Otobüsün yaptığı frenle açtı gözlerini. Camdan dışarı, uykunun göz kapaklarındaki ağırlığını hissederek baktı ineceği yerde park etmişti otobüs. Hangi ara uyumuş, ne ara kapanıp gitmişti gözleri hiç hatırlamıyordu bile. Gökyüzü aydınlık elbisesini giyinmemişti henüz. Havanın karanlığı daha yeni yeni aydınlanıyordu. Yönünü denize doğru çevirdi. Adımları bilincinden bağımsızmışçasına geride bırakıyordu taş yolu. Deniz kenarındaki banklar bomboştu. Güneş yoktu ama vücuduna dokunan sıcak bir elçi gibi haber veriyordu adeta. Sıcak havanın haberi üzerinden çok geçmişti ki deniz, durgun yüzeyine güneşin tüm parlaklığını sarıp-sarmalamıştı. Tertemiz yıkanmış, en ince titizlikle ütülenmiş bir gömlek gibiydi. Hayatın bütün kiri de böyle tertemiz olur muydu, bir gün? Kim, nasıl temizlerdi bu kiri? Neden insanlar, bütün çöplerini bu hayatın orta yerine atıyorlardı ki?
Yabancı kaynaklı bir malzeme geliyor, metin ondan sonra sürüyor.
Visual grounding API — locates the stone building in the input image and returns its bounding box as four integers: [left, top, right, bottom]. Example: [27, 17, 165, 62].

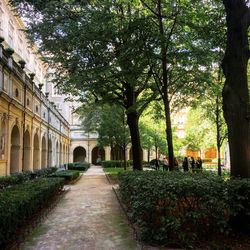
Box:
[0, 0, 70, 175]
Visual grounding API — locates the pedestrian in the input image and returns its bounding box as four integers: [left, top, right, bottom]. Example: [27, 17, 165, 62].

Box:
[182, 157, 188, 172]
[163, 157, 169, 171]
[190, 156, 196, 172]
[196, 157, 202, 169]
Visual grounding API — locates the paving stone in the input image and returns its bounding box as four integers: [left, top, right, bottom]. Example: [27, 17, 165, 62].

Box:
[20, 166, 142, 250]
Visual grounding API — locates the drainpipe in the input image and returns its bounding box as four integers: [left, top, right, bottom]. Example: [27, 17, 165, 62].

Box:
[47, 106, 52, 167]
[22, 82, 27, 172]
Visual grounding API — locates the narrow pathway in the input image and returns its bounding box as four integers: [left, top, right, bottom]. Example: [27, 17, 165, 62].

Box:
[20, 166, 140, 250]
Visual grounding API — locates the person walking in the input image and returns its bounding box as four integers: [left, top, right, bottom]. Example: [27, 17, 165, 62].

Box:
[163, 157, 169, 171]
[196, 157, 202, 169]
[190, 156, 196, 172]
[182, 157, 188, 172]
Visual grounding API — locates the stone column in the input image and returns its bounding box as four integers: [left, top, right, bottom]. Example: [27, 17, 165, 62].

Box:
[104, 147, 111, 161]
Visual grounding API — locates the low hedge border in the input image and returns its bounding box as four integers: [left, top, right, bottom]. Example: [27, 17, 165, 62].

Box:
[101, 160, 131, 168]
[64, 162, 90, 172]
[119, 171, 250, 247]
[50, 170, 80, 182]
[0, 178, 64, 249]
[0, 167, 57, 189]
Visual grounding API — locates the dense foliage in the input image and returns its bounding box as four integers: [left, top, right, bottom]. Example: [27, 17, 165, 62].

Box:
[102, 160, 133, 168]
[64, 162, 90, 172]
[119, 171, 250, 247]
[0, 167, 57, 189]
[51, 170, 80, 182]
[0, 178, 64, 249]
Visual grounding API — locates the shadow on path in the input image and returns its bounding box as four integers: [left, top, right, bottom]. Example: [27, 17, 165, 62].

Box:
[20, 166, 141, 250]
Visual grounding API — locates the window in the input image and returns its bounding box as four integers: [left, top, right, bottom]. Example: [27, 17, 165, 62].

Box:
[18, 36, 23, 58]
[3, 73, 9, 91]
[53, 86, 62, 96]
[8, 20, 14, 48]
[15, 88, 19, 98]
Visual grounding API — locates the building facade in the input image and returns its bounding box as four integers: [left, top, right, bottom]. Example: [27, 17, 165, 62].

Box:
[0, 45, 70, 175]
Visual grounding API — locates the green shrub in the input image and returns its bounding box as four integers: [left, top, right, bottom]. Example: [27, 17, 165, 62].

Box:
[64, 162, 90, 172]
[0, 167, 57, 189]
[102, 160, 129, 168]
[119, 171, 250, 246]
[34, 167, 57, 177]
[0, 178, 64, 249]
[51, 170, 80, 181]
[228, 179, 250, 233]
[0, 171, 32, 189]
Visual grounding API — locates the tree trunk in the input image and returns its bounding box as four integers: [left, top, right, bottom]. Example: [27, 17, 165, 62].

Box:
[148, 148, 150, 162]
[215, 95, 221, 176]
[163, 92, 174, 171]
[222, 0, 250, 178]
[158, 0, 174, 170]
[127, 111, 142, 170]
[123, 145, 129, 170]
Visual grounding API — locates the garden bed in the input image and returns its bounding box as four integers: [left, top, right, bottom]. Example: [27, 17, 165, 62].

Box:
[0, 178, 64, 249]
[119, 171, 250, 248]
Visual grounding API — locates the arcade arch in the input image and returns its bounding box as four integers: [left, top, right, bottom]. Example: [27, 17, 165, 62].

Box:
[33, 133, 40, 169]
[91, 147, 105, 165]
[10, 125, 20, 174]
[23, 130, 31, 171]
[73, 146, 86, 162]
[41, 136, 47, 168]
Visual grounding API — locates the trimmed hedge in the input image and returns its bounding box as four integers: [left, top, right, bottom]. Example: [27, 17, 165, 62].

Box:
[119, 171, 250, 247]
[102, 160, 133, 168]
[0, 178, 64, 249]
[64, 162, 90, 171]
[51, 170, 80, 181]
[0, 167, 57, 189]
[34, 167, 57, 177]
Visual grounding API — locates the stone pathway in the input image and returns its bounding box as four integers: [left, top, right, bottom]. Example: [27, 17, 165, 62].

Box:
[20, 166, 142, 250]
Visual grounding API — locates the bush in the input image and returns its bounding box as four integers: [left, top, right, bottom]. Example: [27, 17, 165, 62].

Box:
[102, 160, 129, 168]
[149, 159, 163, 169]
[0, 167, 57, 189]
[228, 179, 250, 232]
[64, 162, 90, 172]
[0, 171, 32, 189]
[0, 178, 64, 249]
[34, 167, 57, 177]
[119, 171, 250, 247]
[51, 170, 80, 181]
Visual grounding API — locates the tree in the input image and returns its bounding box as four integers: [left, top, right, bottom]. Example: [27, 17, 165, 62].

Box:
[200, 69, 227, 175]
[141, 0, 226, 170]
[12, 0, 157, 170]
[183, 107, 215, 155]
[222, 0, 250, 178]
[77, 104, 131, 167]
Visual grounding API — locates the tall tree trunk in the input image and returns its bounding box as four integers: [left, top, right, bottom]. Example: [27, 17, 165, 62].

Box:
[123, 144, 129, 170]
[148, 148, 150, 162]
[158, 0, 174, 170]
[222, 0, 250, 177]
[163, 93, 174, 170]
[127, 111, 142, 170]
[215, 95, 221, 176]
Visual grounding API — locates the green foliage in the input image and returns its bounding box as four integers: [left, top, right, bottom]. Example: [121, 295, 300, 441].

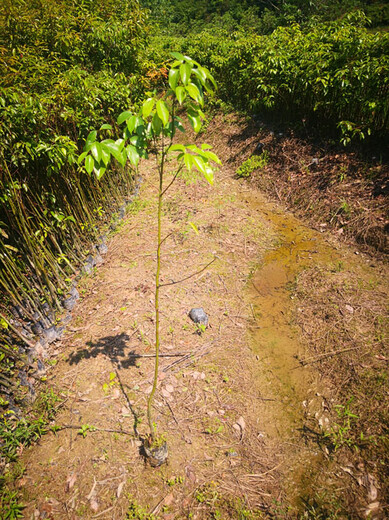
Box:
[236, 151, 269, 177]
[150, 12, 389, 144]
[0, 0, 151, 394]
[324, 398, 365, 451]
[0, 388, 61, 520]
[126, 497, 155, 520]
[78, 52, 221, 448]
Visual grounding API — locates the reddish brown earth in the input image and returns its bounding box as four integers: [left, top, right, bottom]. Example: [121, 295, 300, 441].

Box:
[13, 119, 388, 520]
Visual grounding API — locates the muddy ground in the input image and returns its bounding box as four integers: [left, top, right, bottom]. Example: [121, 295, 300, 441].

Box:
[10, 117, 388, 520]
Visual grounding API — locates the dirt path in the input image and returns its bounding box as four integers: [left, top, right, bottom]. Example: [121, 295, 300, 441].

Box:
[17, 116, 384, 520]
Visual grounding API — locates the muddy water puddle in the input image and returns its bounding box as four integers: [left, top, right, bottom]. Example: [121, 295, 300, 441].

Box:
[250, 200, 339, 507]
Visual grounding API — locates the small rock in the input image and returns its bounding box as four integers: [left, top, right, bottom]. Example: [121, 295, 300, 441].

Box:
[11, 305, 24, 318]
[69, 285, 80, 300]
[189, 307, 208, 327]
[63, 296, 77, 311]
[93, 252, 104, 265]
[254, 143, 264, 155]
[97, 244, 108, 255]
[31, 321, 43, 335]
[43, 327, 59, 344]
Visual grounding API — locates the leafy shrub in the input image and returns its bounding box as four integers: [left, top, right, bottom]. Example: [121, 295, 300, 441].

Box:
[236, 151, 269, 178]
[149, 12, 389, 144]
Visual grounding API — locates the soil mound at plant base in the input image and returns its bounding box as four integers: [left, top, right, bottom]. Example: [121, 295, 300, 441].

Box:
[6, 114, 388, 520]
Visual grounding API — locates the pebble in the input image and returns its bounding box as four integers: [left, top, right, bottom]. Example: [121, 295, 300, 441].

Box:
[189, 307, 208, 326]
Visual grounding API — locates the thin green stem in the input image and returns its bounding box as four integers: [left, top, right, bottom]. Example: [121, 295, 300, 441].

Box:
[147, 143, 165, 441]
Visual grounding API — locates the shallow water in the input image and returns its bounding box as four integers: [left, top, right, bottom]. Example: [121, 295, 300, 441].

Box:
[250, 201, 339, 508]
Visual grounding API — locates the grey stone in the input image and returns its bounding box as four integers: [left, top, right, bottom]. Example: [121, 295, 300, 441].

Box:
[255, 143, 264, 155]
[189, 307, 208, 326]
[69, 285, 80, 300]
[11, 305, 24, 318]
[93, 252, 103, 265]
[63, 296, 77, 311]
[97, 242, 108, 255]
[31, 321, 44, 335]
[43, 326, 59, 344]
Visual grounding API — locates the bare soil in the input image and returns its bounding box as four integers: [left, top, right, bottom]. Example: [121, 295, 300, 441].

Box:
[13, 117, 388, 520]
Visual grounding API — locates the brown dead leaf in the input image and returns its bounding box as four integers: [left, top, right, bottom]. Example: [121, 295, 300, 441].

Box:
[66, 473, 77, 492]
[185, 466, 197, 485]
[90, 498, 99, 513]
[163, 493, 174, 506]
[116, 480, 126, 498]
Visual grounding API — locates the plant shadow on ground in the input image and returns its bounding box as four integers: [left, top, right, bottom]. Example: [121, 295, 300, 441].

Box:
[68, 332, 143, 434]
[69, 332, 142, 370]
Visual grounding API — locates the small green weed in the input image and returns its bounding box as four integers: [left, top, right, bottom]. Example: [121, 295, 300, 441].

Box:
[236, 150, 269, 178]
[166, 476, 185, 487]
[77, 424, 96, 439]
[126, 497, 156, 520]
[324, 398, 365, 451]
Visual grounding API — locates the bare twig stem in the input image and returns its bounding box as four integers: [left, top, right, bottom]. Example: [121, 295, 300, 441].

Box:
[160, 256, 218, 287]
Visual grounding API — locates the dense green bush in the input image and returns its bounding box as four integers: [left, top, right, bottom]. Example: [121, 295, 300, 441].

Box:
[0, 0, 151, 386]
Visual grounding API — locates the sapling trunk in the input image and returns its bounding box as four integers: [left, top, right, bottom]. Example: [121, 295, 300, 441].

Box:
[78, 53, 221, 465]
[147, 150, 165, 442]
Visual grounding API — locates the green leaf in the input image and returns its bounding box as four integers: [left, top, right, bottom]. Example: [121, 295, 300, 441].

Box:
[184, 153, 193, 172]
[101, 139, 126, 166]
[204, 151, 222, 165]
[169, 144, 185, 152]
[142, 98, 155, 119]
[85, 155, 95, 175]
[176, 87, 186, 105]
[90, 141, 101, 162]
[127, 116, 138, 134]
[151, 113, 162, 136]
[192, 155, 206, 175]
[169, 69, 180, 90]
[85, 130, 97, 148]
[193, 67, 207, 85]
[101, 146, 111, 166]
[126, 144, 139, 166]
[77, 152, 88, 164]
[180, 63, 192, 85]
[170, 52, 185, 61]
[188, 222, 200, 235]
[117, 110, 132, 125]
[186, 83, 204, 105]
[157, 99, 169, 126]
[188, 115, 201, 133]
[94, 165, 107, 181]
[203, 166, 213, 186]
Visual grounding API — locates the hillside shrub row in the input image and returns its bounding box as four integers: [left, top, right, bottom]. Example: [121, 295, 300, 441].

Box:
[154, 12, 389, 144]
[0, 0, 152, 396]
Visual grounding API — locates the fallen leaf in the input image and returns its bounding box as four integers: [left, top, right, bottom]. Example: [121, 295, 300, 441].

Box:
[185, 466, 197, 484]
[236, 416, 246, 431]
[112, 388, 120, 399]
[116, 481, 126, 498]
[90, 498, 99, 513]
[365, 501, 380, 516]
[163, 493, 174, 506]
[66, 473, 77, 491]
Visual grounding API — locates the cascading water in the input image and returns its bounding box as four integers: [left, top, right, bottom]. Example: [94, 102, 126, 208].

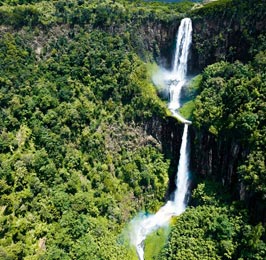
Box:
[131, 18, 192, 260]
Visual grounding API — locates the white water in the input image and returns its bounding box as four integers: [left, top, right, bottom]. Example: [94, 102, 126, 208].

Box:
[131, 18, 192, 260]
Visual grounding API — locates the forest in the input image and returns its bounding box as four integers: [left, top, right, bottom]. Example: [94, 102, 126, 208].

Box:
[0, 0, 266, 260]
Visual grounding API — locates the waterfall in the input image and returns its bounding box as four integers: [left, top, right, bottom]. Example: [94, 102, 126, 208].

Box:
[131, 18, 192, 260]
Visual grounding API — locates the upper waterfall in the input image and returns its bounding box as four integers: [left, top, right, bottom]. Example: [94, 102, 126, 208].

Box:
[128, 18, 192, 260]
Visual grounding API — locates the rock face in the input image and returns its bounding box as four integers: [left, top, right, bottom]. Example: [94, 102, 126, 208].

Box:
[141, 0, 266, 219]
[191, 126, 248, 194]
[136, 19, 181, 68]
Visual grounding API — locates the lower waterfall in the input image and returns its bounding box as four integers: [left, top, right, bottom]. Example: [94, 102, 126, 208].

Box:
[130, 18, 192, 260]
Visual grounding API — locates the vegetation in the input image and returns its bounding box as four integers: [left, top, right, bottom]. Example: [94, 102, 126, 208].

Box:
[158, 182, 266, 260]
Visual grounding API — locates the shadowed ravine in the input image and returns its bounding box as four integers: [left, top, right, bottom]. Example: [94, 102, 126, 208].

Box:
[131, 18, 192, 260]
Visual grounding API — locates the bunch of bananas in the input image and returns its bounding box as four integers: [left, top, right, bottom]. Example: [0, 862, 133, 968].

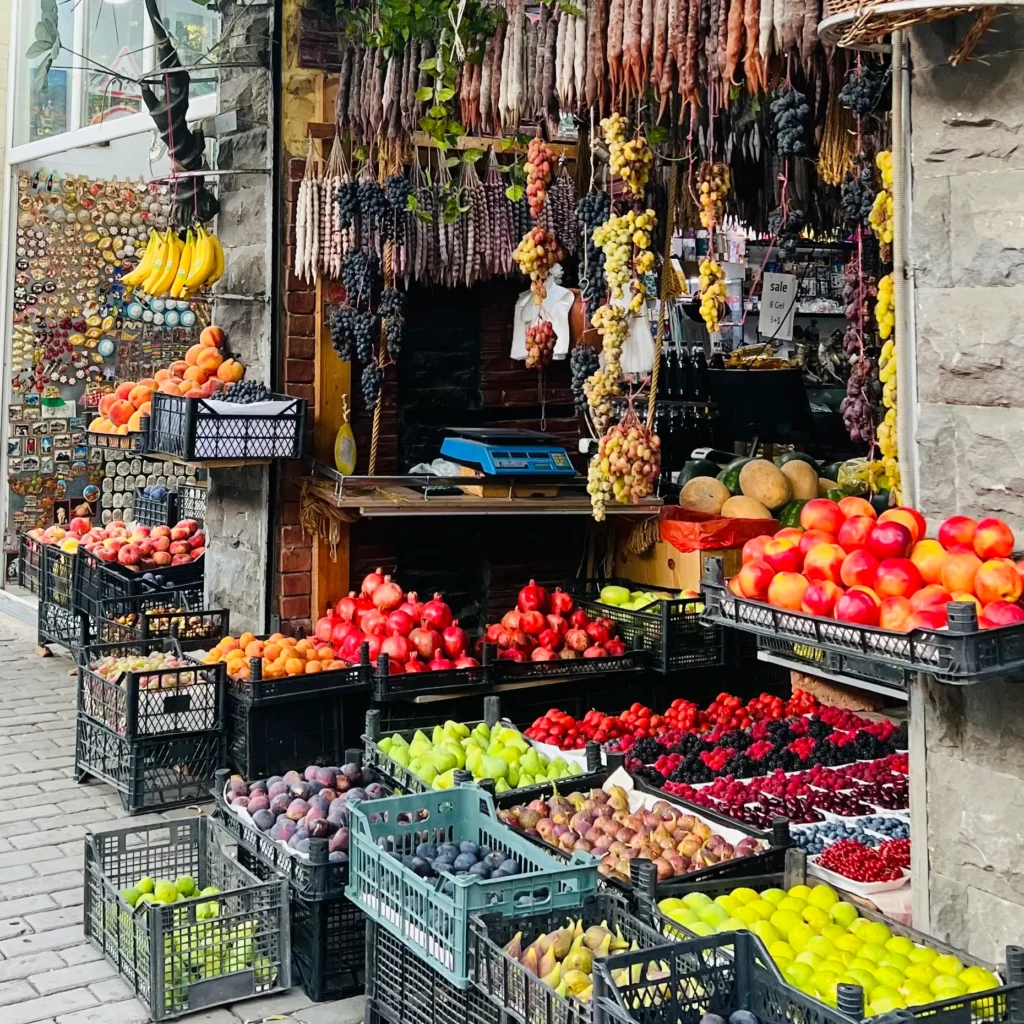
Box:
[121, 224, 224, 299]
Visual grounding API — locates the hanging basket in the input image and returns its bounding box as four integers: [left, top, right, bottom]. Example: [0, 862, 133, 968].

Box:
[818, 0, 1003, 52]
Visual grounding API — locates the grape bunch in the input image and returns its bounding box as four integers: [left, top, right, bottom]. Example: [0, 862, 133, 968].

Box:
[839, 65, 883, 117]
[222, 381, 273, 406]
[840, 157, 874, 227]
[526, 321, 555, 371]
[384, 174, 413, 245]
[377, 288, 406, 355]
[341, 249, 380, 306]
[771, 85, 811, 157]
[768, 206, 807, 259]
[523, 135, 555, 220]
[358, 178, 394, 242]
[575, 191, 611, 310]
[334, 180, 359, 228]
[569, 345, 601, 413]
[359, 362, 384, 411]
[512, 227, 562, 305]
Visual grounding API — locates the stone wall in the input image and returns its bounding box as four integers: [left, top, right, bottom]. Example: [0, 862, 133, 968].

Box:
[917, 13, 1024, 961]
[206, 0, 274, 633]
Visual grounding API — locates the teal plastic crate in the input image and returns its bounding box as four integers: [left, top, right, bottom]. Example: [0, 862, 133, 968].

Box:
[345, 784, 597, 988]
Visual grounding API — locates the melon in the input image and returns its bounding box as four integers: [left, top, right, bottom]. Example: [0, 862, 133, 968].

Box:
[779, 459, 818, 501]
[679, 476, 729, 515]
[722, 495, 772, 519]
[739, 459, 793, 509]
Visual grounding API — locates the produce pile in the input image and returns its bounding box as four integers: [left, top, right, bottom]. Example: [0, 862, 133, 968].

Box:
[484, 580, 626, 662]
[224, 764, 390, 864]
[377, 719, 583, 793]
[498, 785, 763, 882]
[658, 885, 1000, 1017]
[729, 498, 1024, 633]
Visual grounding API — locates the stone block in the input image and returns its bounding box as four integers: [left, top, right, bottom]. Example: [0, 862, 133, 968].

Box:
[914, 286, 1024, 408]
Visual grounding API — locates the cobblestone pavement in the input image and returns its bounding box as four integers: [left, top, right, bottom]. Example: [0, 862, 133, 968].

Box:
[0, 615, 362, 1024]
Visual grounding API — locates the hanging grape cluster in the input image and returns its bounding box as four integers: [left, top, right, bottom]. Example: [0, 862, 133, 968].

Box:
[575, 190, 611, 310]
[839, 65, 884, 117]
[569, 345, 601, 413]
[771, 85, 811, 157]
[840, 157, 874, 228]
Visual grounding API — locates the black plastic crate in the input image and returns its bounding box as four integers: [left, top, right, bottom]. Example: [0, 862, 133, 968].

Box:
[150, 391, 306, 462]
[702, 558, 1024, 685]
[178, 483, 208, 526]
[78, 639, 224, 739]
[367, 922, 503, 1024]
[83, 817, 292, 1020]
[469, 892, 665, 1024]
[131, 490, 183, 526]
[757, 636, 909, 690]
[17, 534, 46, 594]
[93, 586, 230, 650]
[565, 578, 724, 672]
[75, 714, 224, 814]
[238, 846, 367, 1002]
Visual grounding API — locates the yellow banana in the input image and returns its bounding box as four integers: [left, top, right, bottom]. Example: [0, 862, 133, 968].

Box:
[171, 228, 194, 299]
[121, 227, 160, 288]
[142, 231, 170, 295]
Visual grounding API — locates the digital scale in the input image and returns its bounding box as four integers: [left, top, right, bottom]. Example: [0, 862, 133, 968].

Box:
[441, 427, 575, 476]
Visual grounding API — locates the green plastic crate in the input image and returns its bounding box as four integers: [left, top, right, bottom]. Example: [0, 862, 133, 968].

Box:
[345, 784, 597, 988]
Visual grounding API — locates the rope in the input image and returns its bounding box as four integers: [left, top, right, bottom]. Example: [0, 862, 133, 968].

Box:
[647, 164, 679, 431]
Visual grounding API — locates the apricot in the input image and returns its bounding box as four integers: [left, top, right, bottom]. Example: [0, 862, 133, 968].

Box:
[974, 557, 1024, 604]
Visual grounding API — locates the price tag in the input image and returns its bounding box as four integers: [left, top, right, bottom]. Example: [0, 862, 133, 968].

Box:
[758, 273, 797, 341]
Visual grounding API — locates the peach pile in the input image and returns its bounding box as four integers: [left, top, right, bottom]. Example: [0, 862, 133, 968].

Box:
[205, 633, 348, 679]
[81, 519, 206, 571]
[729, 498, 1024, 633]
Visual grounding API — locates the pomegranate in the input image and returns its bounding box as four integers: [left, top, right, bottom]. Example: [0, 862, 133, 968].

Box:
[409, 626, 441, 660]
[359, 566, 384, 597]
[371, 577, 404, 611]
[502, 608, 519, 633]
[422, 594, 452, 632]
[359, 608, 387, 637]
[519, 611, 548, 637]
[387, 608, 416, 637]
[545, 615, 569, 637]
[398, 590, 423, 623]
[565, 630, 590, 652]
[441, 618, 469, 657]
[516, 580, 548, 612]
[537, 630, 563, 651]
[381, 633, 413, 665]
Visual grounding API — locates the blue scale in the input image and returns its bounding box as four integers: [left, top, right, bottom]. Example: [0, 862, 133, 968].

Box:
[441, 427, 575, 476]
Peşi sıra bir sürü soruyla seyretti denizi. Evden ayrıldıktan sonra, ağzına bir damla su bile koymamıştı. İlaç saati de geçiyordu. Zaten ilaçlarını da yanında getirmemişti. Sinirlendi kendi kendine. Geçen defa ki gibi, göl kenarına gitmediğine üzüldü. Göl kenarında ziyaret saatini beklerken, çimenliğe uzanmış, çınar ağacının kıyısında uyuya kalmıştı. Minibüs durağına doğru adımladı yolu. Denizin ütü değmiş yüzeyi, sahilin ciğerlerine doldurduğu tertemiz Ege havası, turunç ağaçları… Hepsini geride bırakmıştı, hapishane önüne kadar kendisini taşıyan minibüs yolculuğuyla.

Hapishane girişinde zorluk yaşanmadı. Başka zamanlarda adli hususlardan tutuklu olanların ailelerine çıkarılan zorluklara tanık olmuşluğu vardı. Bir keresinde o zorlukla kendisi de karşılaşmış fakat sorun, evladının kaldığının kaldığı hücrenin hangisi olduğunun fark edilmesiyle çözülüvermişti. Zorluk çıkaranları da bir daha hiç görmemişti.

Pandemi; devletin işine geldiği yerde sağlam bir bahane; işine gelmediği yerde ise alt edilmiş bir buluştan öte bir şey değildi. Krizin faturası sokaktaki insanlara çıkarılıyor, piyasada para hareketi olsun diye her türlü kısıtlama ortadan kaldırılıyordu. Oysa pandeminin en tehlike arz ettiği zamanda bile düşünülmeyen tutsaklar, bir anda devletin yükümlülüğünün en birincil basamağı halini alıveriyordu. Bundan ötürü de, bahane reçetesi Bakanlıkça imzalanıp, hapishane idaresince uygulamaya konuluyordu. Açık görüşler sakınca arz ediyor! Kapalı görüşler sağlık içindi!

Arada bir cam, cami abdesthanelerini andıran mermerden oturma yerlerine sahip kapalı görüş kabininde karşılıklı oturdular. Sıcaklığını aktarmadan, sıkı sıkı, şöyle içten bir kucaklaşmadan, eski model telefon ahizelerini ellerine alıp göz göze geldiler. Öncesinde evladının arkadaşlarıyla selamlaştı.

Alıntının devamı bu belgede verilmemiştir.